The Beavers, long one of Minnesota’s only Division I teams not in the WCHA, still got a healthy dose of the conference, as yearly agreements with teams like Minnesota and North Dakota gave them solid games on their schedule every year.
So when Bemidji State’s former home, the CHA, closed shop, the only logical solution – geographically speaking – was for Tom Serratore and the Beavers to park the 2009 Frozen Four participants in an expanded WCHA.
A rough start to the season was just one of several questions for this team, which went 0-5-1 in their first six games.
“This league is such a talented league,” Serratore said.
But anyone who questioned the move from a talent point of view need only look at the rest of their season, in which they finished going 13-12-4 the rest of the way. And the Beavers (15-18-5) put a cherry on top with a Final Five performance, one in which they upset Minnesota-Duluth 3-2 in overtime before dropping a 6-2 affair to Denver on Friday.

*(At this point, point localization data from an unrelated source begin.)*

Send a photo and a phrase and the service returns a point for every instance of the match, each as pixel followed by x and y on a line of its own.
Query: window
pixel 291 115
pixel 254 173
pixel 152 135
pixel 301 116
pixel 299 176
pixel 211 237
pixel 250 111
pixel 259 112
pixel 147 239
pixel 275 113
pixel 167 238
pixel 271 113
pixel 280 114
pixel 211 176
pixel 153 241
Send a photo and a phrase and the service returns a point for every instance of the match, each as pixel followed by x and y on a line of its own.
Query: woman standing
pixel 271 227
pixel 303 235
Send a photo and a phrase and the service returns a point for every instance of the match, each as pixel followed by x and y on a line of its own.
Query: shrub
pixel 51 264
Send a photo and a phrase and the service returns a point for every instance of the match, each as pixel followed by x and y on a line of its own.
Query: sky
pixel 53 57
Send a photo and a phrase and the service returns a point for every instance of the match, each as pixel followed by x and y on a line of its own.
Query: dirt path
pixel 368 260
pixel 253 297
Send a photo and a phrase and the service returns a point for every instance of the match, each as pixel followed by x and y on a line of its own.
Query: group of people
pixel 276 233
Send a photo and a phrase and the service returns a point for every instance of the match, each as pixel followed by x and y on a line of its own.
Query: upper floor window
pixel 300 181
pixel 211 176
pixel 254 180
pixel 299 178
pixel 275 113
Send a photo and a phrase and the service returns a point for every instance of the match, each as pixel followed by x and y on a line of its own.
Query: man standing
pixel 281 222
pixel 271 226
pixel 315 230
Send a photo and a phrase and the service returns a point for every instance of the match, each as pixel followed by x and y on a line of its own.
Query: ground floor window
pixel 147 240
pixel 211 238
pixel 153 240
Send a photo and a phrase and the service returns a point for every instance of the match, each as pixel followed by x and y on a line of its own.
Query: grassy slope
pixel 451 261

“I think there’s a lot of character on our team,” senior Matt read said. “We started off the season pretty slow. New building and the WCHA, not knowing what to expect, being 0-5-1 in our first six games — just to battle back [was huge].“
They were able to hold serve with the No. 5-ranked Pioneers through two periods, keeping the game in a scoreless tie and outshooting the Pioneers in the first 40 minutes. Eventually, Denver’s depth overcame Bemidji’s, but not before Bemidji showed what it was made of.
“I’m proud of the effort and character and resiliency this group showed over the course of the last month,” Serratore said Friday, “having to go to Omaha and do what we did and then come here and win last night.”

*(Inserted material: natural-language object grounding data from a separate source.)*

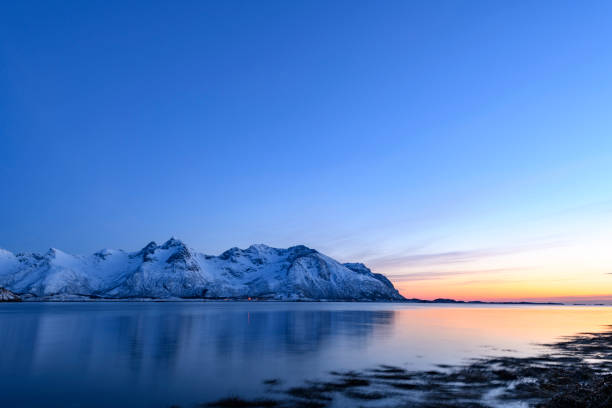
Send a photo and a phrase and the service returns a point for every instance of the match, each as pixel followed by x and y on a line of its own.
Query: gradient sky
pixel 463 148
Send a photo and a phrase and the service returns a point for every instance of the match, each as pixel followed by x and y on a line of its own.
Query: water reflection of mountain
pixel 136 341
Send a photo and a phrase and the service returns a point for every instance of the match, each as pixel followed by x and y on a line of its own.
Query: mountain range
pixel 173 270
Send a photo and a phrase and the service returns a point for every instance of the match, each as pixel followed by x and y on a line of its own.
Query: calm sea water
pixel 160 354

The Beavers don’t have the talent to match up on paper with teams like Minnesota-Duluth or Denver, or several other teams in the WCHA. But that certainly doesn’t disqualify a team that has ridden a wave of enthusiasm and hard work from its top line of Matt Read, Jordan George and Ian Lowe.
“Any given night, any team can win, you just got to show up to play and limit your mistakes,” Read said.
“We might not have the most talented team in the league, but we’re the hardest working team in the league. We can beat any team, any night if we just come to play.”
That energy carries over elsewhere, too. It was evident Friday when Radoslav Illo darted after a loose puck in front of the net and buried it. While it was Illo’s fourth goal of the season, it was a play that Serratore demands out of his team.
“That’s the way we play hockey,” Serratore said. “That’s the emphasis we want to have: we want to be driving the net, we want to be playing with a ton of tenacity, and we want to be difficult to play against.”
Read, a senior, has seen plenty of success, having been to a Frozen Four and two NCAA tournaments. His Beavers add another feather to their cap with their appearance this weekend and that sets the bar for plenty of seasons of hockey to come along the shores of Lake Bemidji.
“Bemidji State proved something this year, and hopefully in the future they can keep it going,” Serratore said.